Today, we are also announcing a number of new and frequently requested features to help you adopt functions easily and seamlessly within your current environment:
- New language runtimes support such as Node.js 8, Python 3.7, and Go 1.11 in general availability, Node.js 10 in beta; Java 8 and Go 1.12 in alpha.
- The new open-source Functions Framework, available for Node.js 10, will help you take the first step towards making your functions portable. You can now write a function, run it locally and build a container image to run it in any container-based environment.
- Serverless VPC Access, which creates a VPC connector that lets your function talk to your existing GCP resources that are protected by network boundaries, without exposing the resources to the internet. This feature allows your function to use Cloud Memorystore as well as hundreds of third-party services deployed from the GCP Marketplace. It is available in beta starting today.

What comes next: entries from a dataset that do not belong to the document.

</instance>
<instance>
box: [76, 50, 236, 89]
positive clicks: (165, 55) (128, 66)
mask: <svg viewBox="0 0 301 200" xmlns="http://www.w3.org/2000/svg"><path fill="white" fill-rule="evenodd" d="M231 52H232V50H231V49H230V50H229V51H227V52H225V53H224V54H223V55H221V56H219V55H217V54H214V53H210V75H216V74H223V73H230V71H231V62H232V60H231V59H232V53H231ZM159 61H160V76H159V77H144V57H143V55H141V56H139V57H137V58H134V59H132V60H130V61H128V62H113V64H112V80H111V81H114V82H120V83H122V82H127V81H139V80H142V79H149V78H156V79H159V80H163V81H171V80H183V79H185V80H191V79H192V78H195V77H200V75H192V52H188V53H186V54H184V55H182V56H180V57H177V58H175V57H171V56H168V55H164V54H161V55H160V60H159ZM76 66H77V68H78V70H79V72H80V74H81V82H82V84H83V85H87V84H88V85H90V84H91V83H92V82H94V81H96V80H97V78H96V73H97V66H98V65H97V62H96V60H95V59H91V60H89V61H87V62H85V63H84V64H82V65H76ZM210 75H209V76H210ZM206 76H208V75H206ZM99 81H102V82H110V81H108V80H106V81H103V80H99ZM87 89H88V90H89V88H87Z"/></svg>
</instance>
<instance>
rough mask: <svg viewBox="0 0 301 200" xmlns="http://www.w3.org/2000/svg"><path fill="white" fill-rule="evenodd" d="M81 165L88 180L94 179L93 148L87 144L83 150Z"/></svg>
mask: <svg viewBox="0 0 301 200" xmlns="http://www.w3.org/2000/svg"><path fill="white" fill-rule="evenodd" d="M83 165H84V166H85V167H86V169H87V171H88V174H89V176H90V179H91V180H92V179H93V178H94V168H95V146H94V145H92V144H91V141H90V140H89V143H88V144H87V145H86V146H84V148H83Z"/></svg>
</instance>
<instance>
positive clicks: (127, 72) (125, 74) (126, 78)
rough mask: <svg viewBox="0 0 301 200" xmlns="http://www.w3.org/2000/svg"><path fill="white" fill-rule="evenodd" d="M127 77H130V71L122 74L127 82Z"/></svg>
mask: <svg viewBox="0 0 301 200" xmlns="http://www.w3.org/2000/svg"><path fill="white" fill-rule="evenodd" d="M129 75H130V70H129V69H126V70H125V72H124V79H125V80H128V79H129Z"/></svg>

- Per-function identity provides security access at the most granular function level and is now generally available.
- Scaling controls, now available in beta, help prevent your auto-scaling functions from overwhelming backends that do not scale up as quickly in a serverless fashion.
Functions provide agility and simplicity to make your developers more productive. But not all applications need to be broken down into granular functions. Sometimes you want to deploy large applications, while still leveraging the benefits of serverless.
New second generation runtimes in App Engine
Google pioneered serverless computing more than 11 years ago with App Engine, a serverless application platform for deploying highly scalable web and mobile apps. Since its inception, App Engine has evolved to meet developers where they are, whether it’s adding capabilities or support for new runtimes.
Today, we are announcing support for new second generation runtimes: Node.js 10, Go 1.11, and PHP 7.2 in general availability and Ruby 2.5 and Java 11 in alpha. These runtimes provide an idiomatic developer experience, faster deployments, remove previous API restrictions and come with support for native modules. The above-mentioned Serverless VPC access also lets you connect to your existing GCP resources from your App Engine apps in a more secure manner without exposing them to the internet.
Build full-stack serverless apps
Perhaps the biggest benefit of developing applications with Google’s approach to serverless is the ease with which you can tap into a full stack of additional services. You can build end-to-end applications by leveraging services across databases, storage, messaging, data analytics, machine learning, smart assistants, and more, without worrying about the underlying infrastructure.